Fortunately, in 2016, Nikki Haley, then governor of South Carolina, signed the Clementa C. Pinckney Uniform Partition of Heirs’ Property Act. Named for the state senator and pastor murdered in the 2015 massacre at Charleston’s Emanuel African Methodist Episcopal Church, this law mandates several protections for people involved in heirs’ property disputes, making it less likely that Lowcountry farms will be land-grabbed by developers.
Conservation initiatives and climate gentrification in Charleston
One way Black neighborhoods are slowing down the sale of their ancestral land in the Lowcountry is by petitioning the local government to become historic districts. That designation requires any new construction must first be approved by a county commission.
Mavis Gragg, director of the Sustainable Forestry and African American Land Retention Program, is further spearheading efforts to empower Lowcountry Black residents subject to heirs’ property laws to embark on conservation efforts as a strategy to stay on their ancestral lands. “We found that doing conservation, stewardship, and sustainable forestry actually motivates people to take action on the legal part that makes their ownership so precarious,” Gragg stated to Inside Climate News. That particular program puts Black landowners in contact with foresters who can help them grow trees that mitigate flood risk, and with businesses in the sustainable lumber market.
Additionally, some Lowcountry neighborhoods are using the county’s greenbelt program to prevent development. Begun in 2007, the program has so far preserved 45,000 acres in its natural state. By purchasing this land, Black residents allow it to serve as a natural buffer against encroaching high tides and salt water intrusion as well as aid in flood resilience even as Charleston sinks.

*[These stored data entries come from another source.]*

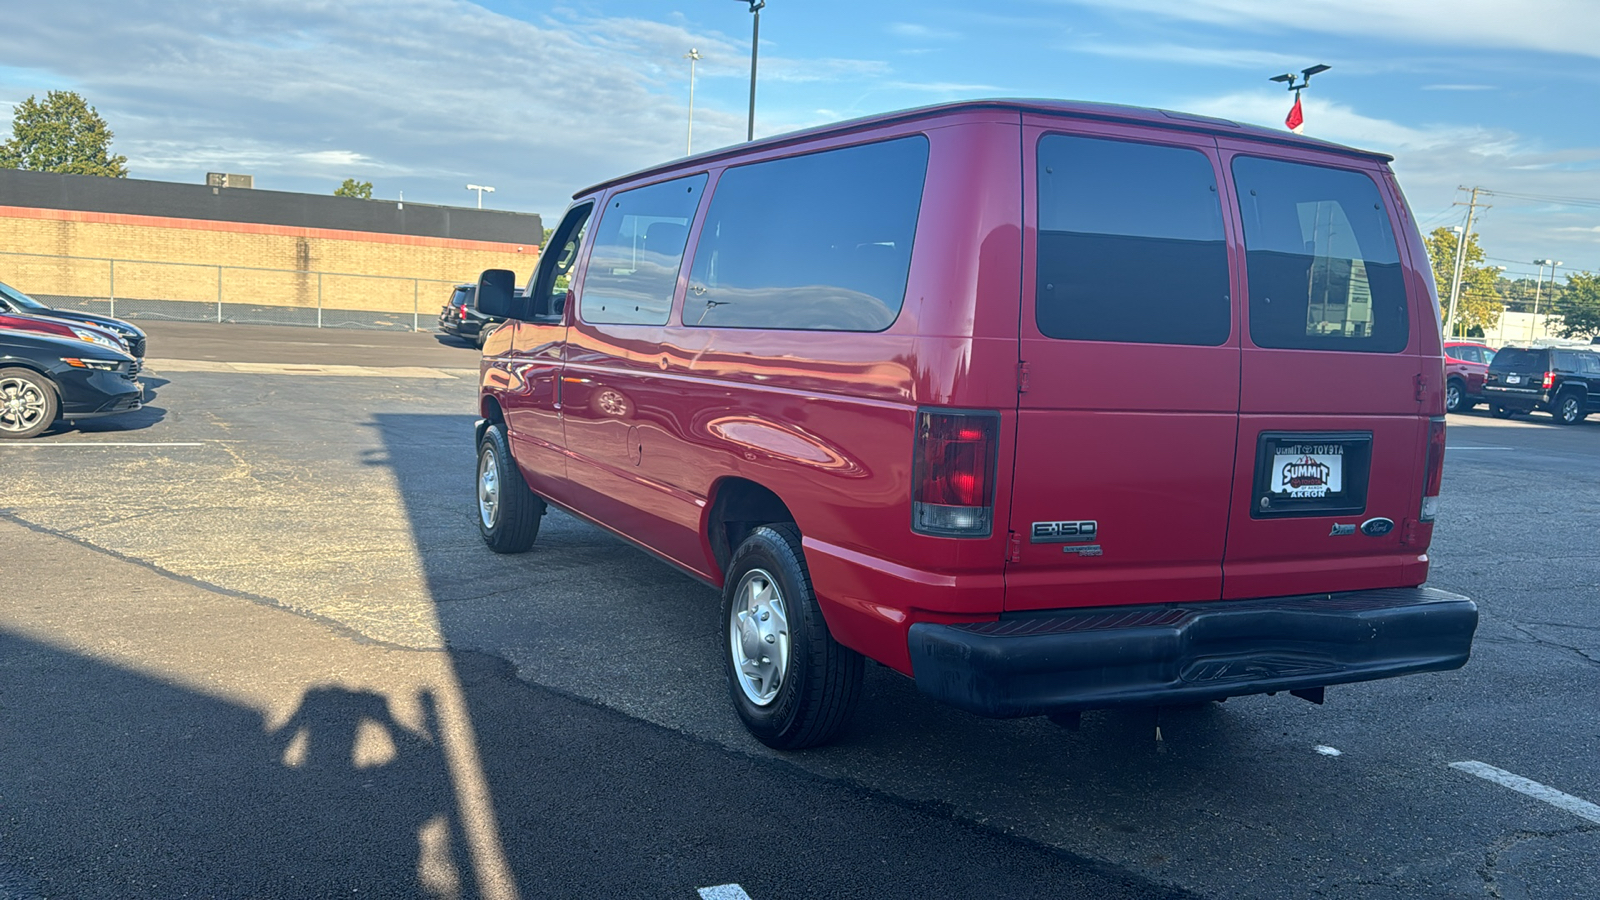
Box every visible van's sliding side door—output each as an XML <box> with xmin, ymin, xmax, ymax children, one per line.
<box><xmin>1006</xmin><ymin>119</ymin><xmax>1242</xmax><ymax>611</ymax></box>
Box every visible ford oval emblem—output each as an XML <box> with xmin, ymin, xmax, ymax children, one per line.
<box><xmin>1360</xmin><ymin>517</ymin><xmax>1395</xmax><ymax>537</ymax></box>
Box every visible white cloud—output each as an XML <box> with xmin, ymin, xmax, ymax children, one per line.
<box><xmin>1045</xmin><ymin>0</ymin><xmax>1600</xmax><ymax>58</ymax></box>
<box><xmin>1071</xmin><ymin>41</ymin><xmax>1303</xmax><ymax>70</ymax></box>
<box><xmin>887</xmin><ymin>22</ymin><xmax>961</xmax><ymax>41</ymax></box>
<box><xmin>1183</xmin><ymin>90</ymin><xmax>1600</xmax><ymax>269</ymax></box>
<box><xmin>0</xmin><ymin>0</ymin><xmax>887</xmax><ymax>214</ymax></box>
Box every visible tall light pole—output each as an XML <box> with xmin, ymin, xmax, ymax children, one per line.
<box><xmin>684</xmin><ymin>48</ymin><xmax>703</xmax><ymax>155</ymax></box>
<box><xmin>733</xmin><ymin>0</ymin><xmax>765</xmax><ymax>141</ymax></box>
<box><xmin>466</xmin><ymin>184</ymin><xmax>495</xmax><ymax>209</ymax></box>
<box><xmin>1530</xmin><ymin>259</ymin><xmax>1561</xmax><ymax>341</ymax></box>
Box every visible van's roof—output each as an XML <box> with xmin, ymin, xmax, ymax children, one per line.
<box><xmin>577</xmin><ymin>97</ymin><xmax>1394</xmax><ymax>198</ymax></box>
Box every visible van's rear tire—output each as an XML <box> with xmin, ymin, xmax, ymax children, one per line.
<box><xmin>1445</xmin><ymin>379</ymin><xmax>1465</xmax><ymax>414</ymax></box>
<box><xmin>722</xmin><ymin>524</ymin><xmax>863</xmax><ymax>750</ymax></box>
<box><xmin>476</xmin><ymin>423</ymin><xmax>544</xmax><ymax>553</ymax></box>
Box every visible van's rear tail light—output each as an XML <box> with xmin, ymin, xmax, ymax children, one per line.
<box><xmin>912</xmin><ymin>409</ymin><xmax>1000</xmax><ymax>538</ymax></box>
<box><xmin>1543</xmin><ymin>371</ymin><xmax>1554</xmax><ymax>390</ymax></box>
<box><xmin>1420</xmin><ymin>415</ymin><xmax>1446</xmax><ymax>522</ymax></box>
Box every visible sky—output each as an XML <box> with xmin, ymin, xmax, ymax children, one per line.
<box><xmin>1</xmin><ymin>0</ymin><xmax>1598</xmax><ymax>284</ymax></box>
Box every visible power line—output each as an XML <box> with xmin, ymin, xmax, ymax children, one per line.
<box><xmin>1477</xmin><ymin>188</ymin><xmax>1600</xmax><ymax>210</ymax></box>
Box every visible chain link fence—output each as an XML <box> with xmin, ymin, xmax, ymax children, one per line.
<box><xmin>0</xmin><ymin>250</ymin><xmax>470</xmax><ymax>332</ymax></box>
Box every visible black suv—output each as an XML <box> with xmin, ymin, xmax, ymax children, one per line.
<box><xmin>1484</xmin><ymin>346</ymin><xmax>1600</xmax><ymax>425</ymax></box>
<box><xmin>437</xmin><ymin>283</ymin><xmax>507</xmax><ymax>349</ymax></box>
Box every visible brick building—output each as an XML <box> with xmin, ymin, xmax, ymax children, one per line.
<box><xmin>0</xmin><ymin>168</ymin><xmax>542</xmax><ymax>329</ymax></box>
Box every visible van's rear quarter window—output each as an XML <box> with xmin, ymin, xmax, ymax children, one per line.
<box><xmin>1034</xmin><ymin>134</ymin><xmax>1231</xmax><ymax>346</ymax></box>
<box><xmin>1233</xmin><ymin>157</ymin><xmax>1408</xmax><ymax>353</ymax></box>
<box><xmin>685</xmin><ymin>135</ymin><xmax>929</xmax><ymax>332</ymax></box>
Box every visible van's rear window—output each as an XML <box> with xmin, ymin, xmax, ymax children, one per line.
<box><xmin>685</xmin><ymin>136</ymin><xmax>929</xmax><ymax>332</ymax></box>
<box><xmin>1034</xmin><ymin>134</ymin><xmax>1231</xmax><ymax>346</ymax></box>
<box><xmin>1233</xmin><ymin>157</ymin><xmax>1408</xmax><ymax>353</ymax></box>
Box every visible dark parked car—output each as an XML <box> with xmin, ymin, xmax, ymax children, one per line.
<box><xmin>1443</xmin><ymin>341</ymin><xmax>1495</xmax><ymax>413</ymax></box>
<box><xmin>1484</xmin><ymin>346</ymin><xmax>1600</xmax><ymax>424</ymax></box>
<box><xmin>0</xmin><ymin>280</ymin><xmax>147</xmax><ymax>357</ymax></box>
<box><xmin>437</xmin><ymin>283</ymin><xmax>506</xmax><ymax>349</ymax></box>
<box><xmin>0</xmin><ymin>328</ymin><xmax>142</xmax><ymax>439</ymax></box>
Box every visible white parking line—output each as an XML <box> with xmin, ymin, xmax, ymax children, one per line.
<box><xmin>1450</xmin><ymin>761</ymin><xmax>1600</xmax><ymax>825</ymax></box>
<box><xmin>1445</xmin><ymin>446</ymin><xmax>1513</xmax><ymax>451</ymax></box>
<box><xmin>145</xmin><ymin>358</ymin><xmax>458</xmax><ymax>379</ymax></box>
<box><xmin>0</xmin><ymin>442</ymin><xmax>205</xmax><ymax>448</ymax></box>
<box><xmin>698</xmin><ymin>885</ymin><xmax>755</xmax><ymax>900</ymax></box>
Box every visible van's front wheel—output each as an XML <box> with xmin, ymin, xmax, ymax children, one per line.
<box><xmin>476</xmin><ymin>423</ymin><xmax>544</xmax><ymax>553</ymax></box>
<box><xmin>722</xmin><ymin>524</ymin><xmax>863</xmax><ymax>750</ymax></box>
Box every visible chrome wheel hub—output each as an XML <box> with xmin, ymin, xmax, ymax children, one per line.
<box><xmin>730</xmin><ymin>567</ymin><xmax>790</xmax><ymax>707</ymax></box>
<box><xmin>478</xmin><ymin>444</ymin><xmax>500</xmax><ymax>529</ymax></box>
<box><xmin>0</xmin><ymin>377</ymin><xmax>47</xmax><ymax>433</ymax></box>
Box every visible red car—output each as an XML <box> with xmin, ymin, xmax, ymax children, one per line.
<box><xmin>1443</xmin><ymin>341</ymin><xmax>1496</xmax><ymax>413</ymax></box>
<box><xmin>470</xmin><ymin>99</ymin><xmax>1477</xmax><ymax>749</ymax></box>
<box><xmin>0</xmin><ymin>312</ymin><xmax>132</xmax><ymax>361</ymax></box>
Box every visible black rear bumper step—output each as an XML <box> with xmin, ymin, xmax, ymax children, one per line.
<box><xmin>908</xmin><ymin>587</ymin><xmax>1477</xmax><ymax>718</ymax></box>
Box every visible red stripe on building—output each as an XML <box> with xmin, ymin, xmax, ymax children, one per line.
<box><xmin>0</xmin><ymin>205</ymin><xmax>537</xmax><ymax>254</ymax></box>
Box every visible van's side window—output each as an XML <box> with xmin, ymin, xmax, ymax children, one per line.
<box><xmin>1233</xmin><ymin>157</ymin><xmax>1407</xmax><ymax>353</ymax></box>
<box><xmin>1035</xmin><ymin>135</ymin><xmax>1230</xmax><ymax>346</ymax></box>
<box><xmin>581</xmin><ymin>175</ymin><xmax>707</xmax><ymax>326</ymax></box>
<box><xmin>685</xmin><ymin>136</ymin><xmax>929</xmax><ymax>332</ymax></box>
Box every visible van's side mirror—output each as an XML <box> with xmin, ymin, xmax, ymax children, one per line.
<box><xmin>476</xmin><ymin>268</ymin><xmax>520</xmax><ymax>319</ymax></box>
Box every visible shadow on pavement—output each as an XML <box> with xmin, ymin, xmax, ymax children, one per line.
<box><xmin>0</xmin><ymin>630</ymin><xmax>463</xmax><ymax>899</ymax></box>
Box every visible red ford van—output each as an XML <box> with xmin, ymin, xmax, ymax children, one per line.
<box><xmin>471</xmin><ymin>100</ymin><xmax>1477</xmax><ymax>749</ymax></box>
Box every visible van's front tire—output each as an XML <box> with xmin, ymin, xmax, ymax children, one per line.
<box><xmin>476</xmin><ymin>423</ymin><xmax>544</xmax><ymax>553</ymax></box>
<box><xmin>722</xmin><ymin>524</ymin><xmax>863</xmax><ymax>750</ymax></box>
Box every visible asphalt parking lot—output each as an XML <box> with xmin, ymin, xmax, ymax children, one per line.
<box><xmin>2</xmin><ymin>321</ymin><xmax>1597</xmax><ymax>899</ymax></box>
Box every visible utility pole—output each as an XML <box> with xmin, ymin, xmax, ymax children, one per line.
<box><xmin>1445</xmin><ymin>186</ymin><xmax>1487</xmax><ymax>340</ymax></box>
<box><xmin>684</xmin><ymin>48</ymin><xmax>702</xmax><ymax>156</ymax></box>
<box><xmin>1530</xmin><ymin>259</ymin><xmax>1562</xmax><ymax>342</ymax></box>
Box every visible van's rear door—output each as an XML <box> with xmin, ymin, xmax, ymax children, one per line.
<box><xmin>1216</xmin><ymin>144</ymin><xmax>1431</xmax><ymax>598</ymax></box>
<box><xmin>1005</xmin><ymin>119</ymin><xmax>1242</xmax><ymax>611</ymax></box>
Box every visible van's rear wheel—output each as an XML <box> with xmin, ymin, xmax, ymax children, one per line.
<box><xmin>722</xmin><ymin>524</ymin><xmax>863</xmax><ymax>750</ymax></box>
<box><xmin>1445</xmin><ymin>379</ymin><xmax>1465</xmax><ymax>414</ymax></box>
<box><xmin>476</xmin><ymin>423</ymin><xmax>544</xmax><ymax>553</ymax></box>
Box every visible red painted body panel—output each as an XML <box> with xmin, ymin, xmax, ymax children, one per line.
<box><xmin>478</xmin><ymin>100</ymin><xmax>1443</xmax><ymax>678</ymax></box>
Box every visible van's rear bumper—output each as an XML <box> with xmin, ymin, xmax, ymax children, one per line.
<box><xmin>907</xmin><ymin>588</ymin><xmax>1477</xmax><ymax>718</ymax></box>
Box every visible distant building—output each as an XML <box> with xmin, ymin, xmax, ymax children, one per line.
<box><xmin>0</xmin><ymin>168</ymin><xmax>542</xmax><ymax>329</ymax></box>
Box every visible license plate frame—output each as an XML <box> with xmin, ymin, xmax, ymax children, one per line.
<box><xmin>1250</xmin><ymin>431</ymin><xmax>1373</xmax><ymax>519</ymax></box>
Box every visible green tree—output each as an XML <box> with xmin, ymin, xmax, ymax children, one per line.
<box><xmin>541</xmin><ymin>227</ymin><xmax>554</xmax><ymax>247</ymax></box>
<box><xmin>0</xmin><ymin>90</ymin><xmax>128</xmax><ymax>177</ymax></box>
<box><xmin>1424</xmin><ymin>227</ymin><xmax>1501</xmax><ymax>337</ymax></box>
<box><xmin>1553</xmin><ymin>272</ymin><xmax>1600</xmax><ymax>340</ymax></box>
<box><xmin>334</xmin><ymin>178</ymin><xmax>373</xmax><ymax>199</ymax></box>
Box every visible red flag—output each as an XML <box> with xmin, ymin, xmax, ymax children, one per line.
<box><xmin>1285</xmin><ymin>94</ymin><xmax>1304</xmax><ymax>133</ymax></box>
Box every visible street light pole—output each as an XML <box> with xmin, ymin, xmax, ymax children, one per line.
<box><xmin>466</xmin><ymin>184</ymin><xmax>495</xmax><ymax>209</ymax></box>
<box><xmin>684</xmin><ymin>48</ymin><xmax>702</xmax><ymax>156</ymax></box>
<box><xmin>733</xmin><ymin>0</ymin><xmax>765</xmax><ymax>141</ymax></box>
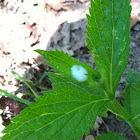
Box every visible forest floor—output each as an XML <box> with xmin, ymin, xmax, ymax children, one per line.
<box><xmin>0</xmin><ymin>0</ymin><xmax>140</xmax><ymax>139</ymax></box>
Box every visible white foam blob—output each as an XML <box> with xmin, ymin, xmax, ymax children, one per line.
<box><xmin>71</xmin><ymin>65</ymin><xmax>88</xmax><ymax>82</ymax></box>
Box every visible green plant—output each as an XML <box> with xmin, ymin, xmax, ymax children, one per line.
<box><xmin>0</xmin><ymin>0</ymin><xmax>140</xmax><ymax>139</ymax></box>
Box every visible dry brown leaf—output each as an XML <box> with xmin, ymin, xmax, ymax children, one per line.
<box><xmin>131</xmin><ymin>0</ymin><xmax>140</xmax><ymax>28</ymax></box>
<box><xmin>84</xmin><ymin>135</ymin><xmax>95</xmax><ymax>140</ymax></box>
<box><xmin>45</xmin><ymin>0</ymin><xmax>61</xmax><ymax>10</ymax></box>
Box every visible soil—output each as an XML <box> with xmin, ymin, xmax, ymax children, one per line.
<box><xmin>0</xmin><ymin>0</ymin><xmax>140</xmax><ymax>139</ymax></box>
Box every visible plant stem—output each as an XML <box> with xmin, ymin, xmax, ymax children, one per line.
<box><xmin>108</xmin><ymin>99</ymin><xmax>140</xmax><ymax>140</ymax></box>
<box><xmin>0</xmin><ymin>89</ymin><xmax>30</xmax><ymax>105</ymax></box>
<box><xmin>112</xmin><ymin>99</ymin><xmax>131</xmax><ymax>122</ymax></box>
<box><xmin>11</xmin><ymin>71</ymin><xmax>39</xmax><ymax>98</ymax></box>
<box><xmin>22</xmin><ymin>79</ymin><xmax>39</xmax><ymax>98</ymax></box>
<box><xmin>129</xmin><ymin>124</ymin><xmax>140</xmax><ymax>140</ymax></box>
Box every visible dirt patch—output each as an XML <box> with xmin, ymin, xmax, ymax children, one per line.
<box><xmin>0</xmin><ymin>0</ymin><xmax>140</xmax><ymax>139</ymax></box>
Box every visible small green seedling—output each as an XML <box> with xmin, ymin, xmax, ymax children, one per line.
<box><xmin>0</xmin><ymin>0</ymin><xmax>140</xmax><ymax>139</ymax></box>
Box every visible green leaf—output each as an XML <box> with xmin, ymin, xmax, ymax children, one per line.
<box><xmin>35</xmin><ymin>49</ymin><xmax>99</xmax><ymax>81</ymax></box>
<box><xmin>122</xmin><ymin>69</ymin><xmax>140</xmax><ymax>136</ymax></box>
<box><xmin>2</xmin><ymin>47</ymin><xmax>110</xmax><ymax>140</ymax></box>
<box><xmin>35</xmin><ymin>50</ymin><xmax>107</xmax><ymax>97</ymax></box>
<box><xmin>86</xmin><ymin>0</ymin><xmax>131</xmax><ymax>94</ymax></box>
<box><xmin>96</xmin><ymin>132</ymin><xmax>127</xmax><ymax>140</ymax></box>
<box><xmin>98</xmin><ymin>106</ymin><xmax>108</xmax><ymax>118</ymax></box>
<box><xmin>2</xmin><ymin>45</ymin><xmax>110</xmax><ymax>140</ymax></box>
<box><xmin>2</xmin><ymin>87</ymin><xmax>108</xmax><ymax>140</ymax></box>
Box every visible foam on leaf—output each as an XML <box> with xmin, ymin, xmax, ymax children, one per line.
<box><xmin>71</xmin><ymin>65</ymin><xmax>88</xmax><ymax>82</ymax></box>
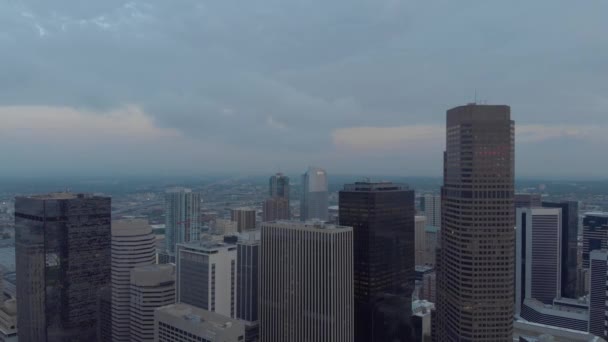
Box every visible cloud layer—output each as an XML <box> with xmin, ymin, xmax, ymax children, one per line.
<box><xmin>1</xmin><ymin>0</ymin><xmax>607</xmax><ymax>178</ymax></box>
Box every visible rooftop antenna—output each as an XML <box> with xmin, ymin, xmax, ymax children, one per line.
<box><xmin>474</xmin><ymin>89</ymin><xmax>478</xmax><ymax>104</ymax></box>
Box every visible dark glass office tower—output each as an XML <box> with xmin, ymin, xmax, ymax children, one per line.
<box><xmin>542</xmin><ymin>201</ymin><xmax>579</xmax><ymax>298</ymax></box>
<box><xmin>339</xmin><ymin>182</ymin><xmax>415</xmax><ymax>342</ymax></box>
<box><xmin>269</xmin><ymin>173</ymin><xmax>290</xmax><ymax>200</ymax></box>
<box><xmin>15</xmin><ymin>193</ymin><xmax>112</xmax><ymax>341</ymax></box>
<box><xmin>582</xmin><ymin>213</ymin><xmax>608</xmax><ymax>269</ymax></box>
<box><xmin>436</xmin><ymin>104</ymin><xmax>515</xmax><ymax>342</ymax></box>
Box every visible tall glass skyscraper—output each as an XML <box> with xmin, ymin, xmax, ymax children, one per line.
<box><xmin>263</xmin><ymin>173</ymin><xmax>291</xmax><ymax>221</ymax></box>
<box><xmin>436</xmin><ymin>104</ymin><xmax>515</xmax><ymax>341</ymax></box>
<box><xmin>15</xmin><ymin>193</ymin><xmax>112</xmax><ymax>341</ymax></box>
<box><xmin>165</xmin><ymin>187</ymin><xmax>201</xmax><ymax>254</ymax></box>
<box><xmin>339</xmin><ymin>182</ymin><xmax>415</xmax><ymax>342</ymax></box>
<box><xmin>300</xmin><ymin>167</ymin><xmax>328</xmax><ymax>221</ymax></box>
<box><xmin>269</xmin><ymin>173</ymin><xmax>290</xmax><ymax>200</ymax></box>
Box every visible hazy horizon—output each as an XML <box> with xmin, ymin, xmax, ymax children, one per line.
<box><xmin>1</xmin><ymin>0</ymin><xmax>607</xmax><ymax>179</ymax></box>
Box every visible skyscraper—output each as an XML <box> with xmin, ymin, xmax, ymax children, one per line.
<box><xmin>542</xmin><ymin>201</ymin><xmax>579</xmax><ymax>298</ymax></box>
<box><xmin>269</xmin><ymin>172</ymin><xmax>290</xmax><ymax>199</ymax></box>
<box><xmin>260</xmin><ymin>221</ymin><xmax>353</xmax><ymax>342</ymax></box>
<box><xmin>111</xmin><ymin>219</ymin><xmax>156</xmax><ymax>342</ymax></box>
<box><xmin>436</xmin><ymin>104</ymin><xmax>515</xmax><ymax>341</ymax></box>
<box><xmin>515</xmin><ymin>193</ymin><xmax>542</xmax><ymax>209</ymax></box>
<box><xmin>582</xmin><ymin>212</ymin><xmax>608</xmax><ymax>269</ymax></box>
<box><xmin>515</xmin><ymin>208</ymin><xmax>562</xmax><ymax>316</ymax></box>
<box><xmin>165</xmin><ymin>187</ymin><xmax>202</xmax><ymax>255</ymax></box>
<box><xmin>15</xmin><ymin>193</ymin><xmax>111</xmax><ymax>341</ymax></box>
<box><xmin>415</xmin><ymin>215</ymin><xmax>428</xmax><ymax>266</ymax></box>
<box><xmin>176</xmin><ymin>241</ymin><xmax>237</xmax><ymax>318</ymax></box>
<box><xmin>237</xmin><ymin>231</ymin><xmax>260</xmax><ymax>323</ymax></box>
<box><xmin>300</xmin><ymin>167</ymin><xmax>329</xmax><ymax>221</ymax></box>
<box><xmin>262</xmin><ymin>197</ymin><xmax>290</xmax><ymax>222</ymax></box>
<box><xmin>231</xmin><ymin>207</ymin><xmax>257</xmax><ymax>232</ymax></box>
<box><xmin>339</xmin><ymin>181</ymin><xmax>415</xmax><ymax>342</ymax></box>
<box><xmin>129</xmin><ymin>264</ymin><xmax>176</xmax><ymax>342</ymax></box>
<box><xmin>588</xmin><ymin>249</ymin><xmax>608</xmax><ymax>339</ymax></box>
<box><xmin>423</xmin><ymin>194</ymin><xmax>441</xmax><ymax>228</ymax></box>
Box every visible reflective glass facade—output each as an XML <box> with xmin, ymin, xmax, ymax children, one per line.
<box><xmin>15</xmin><ymin>193</ymin><xmax>111</xmax><ymax>342</ymax></box>
<box><xmin>339</xmin><ymin>182</ymin><xmax>415</xmax><ymax>342</ymax></box>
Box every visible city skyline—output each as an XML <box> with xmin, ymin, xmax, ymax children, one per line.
<box><xmin>0</xmin><ymin>1</ymin><xmax>607</xmax><ymax>178</ymax></box>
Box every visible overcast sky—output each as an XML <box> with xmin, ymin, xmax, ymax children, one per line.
<box><xmin>1</xmin><ymin>0</ymin><xmax>607</xmax><ymax>179</ymax></box>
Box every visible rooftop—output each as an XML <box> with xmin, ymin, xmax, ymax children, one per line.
<box><xmin>584</xmin><ymin>212</ymin><xmax>608</xmax><ymax>218</ymax></box>
<box><xmin>267</xmin><ymin>220</ymin><xmax>352</xmax><ymax>232</ymax></box>
<box><xmin>157</xmin><ymin>303</ymin><xmax>250</xmax><ymax>330</ymax></box>
<box><xmin>524</xmin><ymin>298</ymin><xmax>588</xmax><ymax>317</ymax></box>
<box><xmin>342</xmin><ymin>182</ymin><xmax>409</xmax><ymax>192</ymax></box>
<box><xmin>177</xmin><ymin>240</ymin><xmax>237</xmax><ymax>253</ymax></box>
<box><xmin>18</xmin><ymin>192</ymin><xmax>105</xmax><ymax>200</ymax></box>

“African Americans were environmentalists before the word was even created because of the way in which we live. [They] might not have known about sea level rise, but they understood certain things: If you move from one spot to another, the water is going to adjust. They knew that and they were mindful of their surroundings,” Jennie L. Stephens, CEO of the Center for Heirs’ Property Preservation, stated in Inside Climate News.